Palantir to help the US government track COVID-19 vaccines

The news comes from the Wall Street Journal, speaking to state and local health officials briefed on the effort. The data-mining company has developed a system called Tiberius and builds off of existing work the company is doing to track COVID-19 hospitalizations. The system won’t have access to personal health information, and no personally identifiable information will be input. Tiberius will “integrate a wide range of demographic, employment and public health data sets to identify the location of priority populations,” creating real time maps and analyses to help efficiently distribute vaccine doses as they become available. 

(Wall Street Journal)

The Senate votes to issue subpoenas on social media moderation policies

The subpoenas will require Facebook CEO Mark Zuckerberg and Twitter CEO Jack Dorsey to testify regarding the platforms’ recent policy enforcement decisions regarding a New York Post story about Hunter Biden. The motion to issue subpoenas did not list a date for testimony.

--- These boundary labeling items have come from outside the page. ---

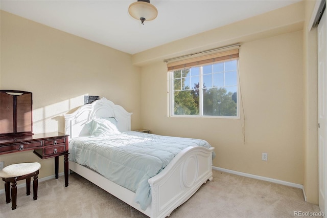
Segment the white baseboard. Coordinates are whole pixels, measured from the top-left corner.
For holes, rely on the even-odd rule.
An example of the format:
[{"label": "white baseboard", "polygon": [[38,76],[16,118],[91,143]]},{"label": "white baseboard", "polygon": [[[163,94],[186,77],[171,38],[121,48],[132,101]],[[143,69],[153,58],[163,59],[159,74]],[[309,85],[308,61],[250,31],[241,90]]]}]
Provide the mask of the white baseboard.
[{"label": "white baseboard", "polygon": [[[64,175],[64,172],[60,172],[58,174],[58,176],[59,177],[61,177],[62,176],[63,176]],[[38,180],[39,182],[43,182],[43,181],[45,181],[46,180],[51,180],[52,179],[55,179],[56,178],[56,176],[53,175],[52,176],[49,176],[49,177],[43,177],[42,178],[39,179]],[[25,180],[21,180],[21,181],[25,181]],[[33,184],[33,178],[31,180],[31,184]],[[21,183],[19,185],[18,185],[17,186],[17,188],[22,188],[22,187],[26,187],[26,183],[24,182],[24,183]],[[0,189],[0,194],[3,194],[5,193],[5,188],[3,188],[2,189]]]},{"label": "white baseboard", "polygon": [[281,185],[286,185],[287,186],[293,187],[294,188],[300,188],[303,192],[303,195],[305,198],[305,201],[307,201],[307,195],[305,191],[304,187],[303,185],[300,184],[293,183],[289,182],[286,182],[283,180],[278,180],[275,179],[269,178],[268,177],[262,177],[261,176],[254,175],[253,174],[246,173],[245,172],[239,172],[238,171],[231,170],[230,169],[225,169],[221,167],[217,167],[216,166],[213,166],[213,169],[216,170],[222,171],[223,172],[228,172],[231,174],[235,174],[239,176],[242,176],[245,177],[249,177],[250,178],[256,179],[257,180],[263,180],[267,182],[271,182],[274,183],[277,183]]},{"label": "white baseboard", "polygon": [[[302,191],[303,192],[303,195],[305,199],[305,201],[307,202],[307,195],[306,194],[306,191],[305,191],[305,189],[304,189],[304,187],[303,186],[303,185],[293,183],[289,182],[286,182],[283,180],[276,180],[275,179],[269,178],[268,177],[262,177],[261,176],[254,175],[253,174],[246,173],[245,172],[239,172],[238,171],[232,170],[230,169],[225,169],[223,168],[217,167],[216,166],[213,166],[213,169],[218,170],[218,171],[221,171],[223,172],[228,172],[229,173],[235,174],[239,176],[242,176],[245,177],[249,177],[250,178],[256,179],[257,180],[263,180],[267,182],[271,182],[274,183],[286,185],[287,186],[300,188],[301,189],[302,189]],[[59,176],[60,177],[60,176],[63,176],[64,174],[64,173],[63,173],[63,172],[60,172],[60,173],[59,173]],[[43,182],[46,180],[55,179],[55,177],[56,177],[54,175],[52,176],[49,176],[49,177],[43,177],[42,178],[39,179],[39,182]],[[26,183],[24,183],[17,185],[17,188],[19,188],[24,187],[26,186]],[[5,193],[5,189],[3,188],[2,189],[0,189],[0,194],[2,194],[4,193]]]}]

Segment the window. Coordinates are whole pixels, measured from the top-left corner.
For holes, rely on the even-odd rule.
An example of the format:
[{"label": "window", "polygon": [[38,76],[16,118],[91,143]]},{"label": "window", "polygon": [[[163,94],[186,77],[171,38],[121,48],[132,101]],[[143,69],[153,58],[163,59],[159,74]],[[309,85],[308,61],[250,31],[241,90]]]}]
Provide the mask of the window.
[{"label": "window", "polygon": [[171,116],[238,117],[238,58],[211,62],[169,72]]}]

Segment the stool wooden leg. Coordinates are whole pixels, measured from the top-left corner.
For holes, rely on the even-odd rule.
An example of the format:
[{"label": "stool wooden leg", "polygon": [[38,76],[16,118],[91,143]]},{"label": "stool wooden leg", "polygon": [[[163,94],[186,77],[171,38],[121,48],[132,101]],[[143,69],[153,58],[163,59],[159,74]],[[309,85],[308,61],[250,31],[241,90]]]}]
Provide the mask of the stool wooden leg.
[{"label": "stool wooden leg", "polygon": [[13,210],[16,209],[17,207],[17,183],[16,180],[15,181],[11,183],[11,198],[12,201],[11,202],[11,208]]},{"label": "stool wooden leg", "polygon": [[36,200],[37,199],[37,187],[38,186],[38,180],[37,178],[38,176],[35,175],[33,177],[33,199]]},{"label": "stool wooden leg", "polygon": [[10,203],[10,182],[5,182],[5,192],[6,192],[6,203]]},{"label": "stool wooden leg", "polygon": [[31,194],[31,177],[26,178],[26,195]]}]

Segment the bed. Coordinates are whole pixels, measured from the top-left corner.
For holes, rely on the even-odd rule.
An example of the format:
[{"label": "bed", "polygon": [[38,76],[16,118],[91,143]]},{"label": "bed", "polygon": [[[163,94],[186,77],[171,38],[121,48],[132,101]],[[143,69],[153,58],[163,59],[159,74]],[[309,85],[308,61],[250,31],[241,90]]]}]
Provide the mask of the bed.
[{"label": "bed", "polygon": [[105,98],[65,115],[69,168],[150,217],[169,216],[212,180],[214,148],[131,131],[131,115]]}]

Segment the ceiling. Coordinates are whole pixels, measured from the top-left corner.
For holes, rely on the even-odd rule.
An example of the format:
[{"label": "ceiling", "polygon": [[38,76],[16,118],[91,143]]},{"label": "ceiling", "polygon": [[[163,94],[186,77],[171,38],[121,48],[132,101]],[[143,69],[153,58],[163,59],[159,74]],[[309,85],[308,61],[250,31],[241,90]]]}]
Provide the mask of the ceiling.
[{"label": "ceiling", "polygon": [[133,19],[129,0],[1,0],[1,10],[134,54],[299,2],[151,0],[158,16]]}]

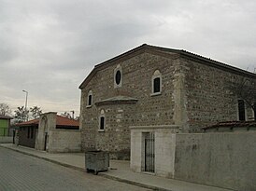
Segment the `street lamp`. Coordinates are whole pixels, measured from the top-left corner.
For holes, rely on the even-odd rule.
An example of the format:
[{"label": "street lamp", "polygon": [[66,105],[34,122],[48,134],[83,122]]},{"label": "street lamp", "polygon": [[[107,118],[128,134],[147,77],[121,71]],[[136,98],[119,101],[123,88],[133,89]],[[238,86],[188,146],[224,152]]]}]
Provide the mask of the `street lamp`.
[{"label": "street lamp", "polygon": [[26,119],[28,120],[28,114],[27,114],[27,97],[28,97],[28,91],[26,91],[24,89],[22,91],[26,93],[25,115],[26,115]]}]

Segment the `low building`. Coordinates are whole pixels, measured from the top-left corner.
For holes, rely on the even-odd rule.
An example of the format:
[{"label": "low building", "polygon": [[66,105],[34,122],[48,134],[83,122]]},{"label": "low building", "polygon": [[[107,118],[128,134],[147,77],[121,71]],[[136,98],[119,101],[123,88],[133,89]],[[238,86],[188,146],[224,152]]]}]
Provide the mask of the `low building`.
[{"label": "low building", "polygon": [[12,117],[0,115],[0,136],[10,136],[10,119]]},{"label": "low building", "polygon": [[79,152],[79,122],[54,112],[22,122],[19,127],[19,145],[48,152]]}]

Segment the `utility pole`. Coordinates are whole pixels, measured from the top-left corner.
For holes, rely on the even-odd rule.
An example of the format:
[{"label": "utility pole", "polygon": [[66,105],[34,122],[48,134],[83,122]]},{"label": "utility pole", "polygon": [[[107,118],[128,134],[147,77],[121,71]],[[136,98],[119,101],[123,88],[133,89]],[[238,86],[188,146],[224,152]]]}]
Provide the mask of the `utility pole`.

This comes after Twitter blocked all links to the story initially under its Hacked Materials policy, only to revise that policy to only impact materials shared by attackers. Facebook slowed distribution of the story until it went through its fact checking team. 


Edward Snowden given permanent residency in Russia

The whistleblower and former US intelligence contractor has been living in Russia since 2013. Snowden had been living with a temporary residency permit in the country, but changes to Russia’s immigration laws have now made that permit indefinite. Snowden is still wanted in the US for leaking information showing the mass NSA collection of phone records of US citizens.